Elden Ring's developers know most players use guides, but still try to cater to those who go in blind: 'If they can't do it, then there's some room for improvement on our behalf'
From the start you can kind of go where it points you. It will try to teach you without words "you don't have to fight everything you see." You can just go around things.
There's like 3 or 4 little side areas right near the start. The map kind of points you north to a big castle, but you can fuck off to the southern area if you want. Or go to the horrible wasteland. Or figure out how to skip the whole castle and go to the big lake area. Or skip that, too, and go to the nice autumn area. Lots of choices. Not linear.
Okay awesome. Thanks, I think I'm going to try it.
I definitely hated the controls and confining movement of dark souls 1 when I tried it, but maybe I'll enjoy the more rapid response of a modern open world type thing.
I hope you like it. The controls are a refinement of ds1, but they're basically the same joysticks for movement + camera, shoulder buttons for hands.
Some last advice from me:
you don't have to kill everything. You can often just walk away or run past.
you can almost always leave and come back later after leveling up, improving your equipment, or just clearing your head.
read item descriptions
pay attention to the UI. When you look at a weapon, it will tell you what stats you need for it and what stats increase its damage.
read the help text for the UI. I think you push select and move the cursor around to get the explainers.
HP is the most important thing. Don't neglect it when leveling up. Stamina is also important. There are a lot of videos online of people getting one shot by bosses because they have like the minimum possible HP. Don't do that.
dying doesn't really matter. It feels bad, but you get used to it.

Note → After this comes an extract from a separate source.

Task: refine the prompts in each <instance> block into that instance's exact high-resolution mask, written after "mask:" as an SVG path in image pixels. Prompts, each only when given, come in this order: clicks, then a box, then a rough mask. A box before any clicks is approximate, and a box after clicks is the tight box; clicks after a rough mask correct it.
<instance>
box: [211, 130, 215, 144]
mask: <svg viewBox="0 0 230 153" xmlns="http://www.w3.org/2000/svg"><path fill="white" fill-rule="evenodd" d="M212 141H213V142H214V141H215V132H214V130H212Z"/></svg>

Not inventory load, but equipment load. You can carry whatever you want with you, but each piece of armor, each weapon, and each ring has its own weight. You have an equipment weight value, and you can go up to a percent (different in every bloody game, it feels like, but usually around 50%) that you can "light roll", then another threshold between the two where you can "medium roll" - a bit slower, less invulnerability, less movement. Over that you fat roll, and no one likes fat rolls.
Essentially, you can carry the whole world with you, you just have to pick what you're actively using.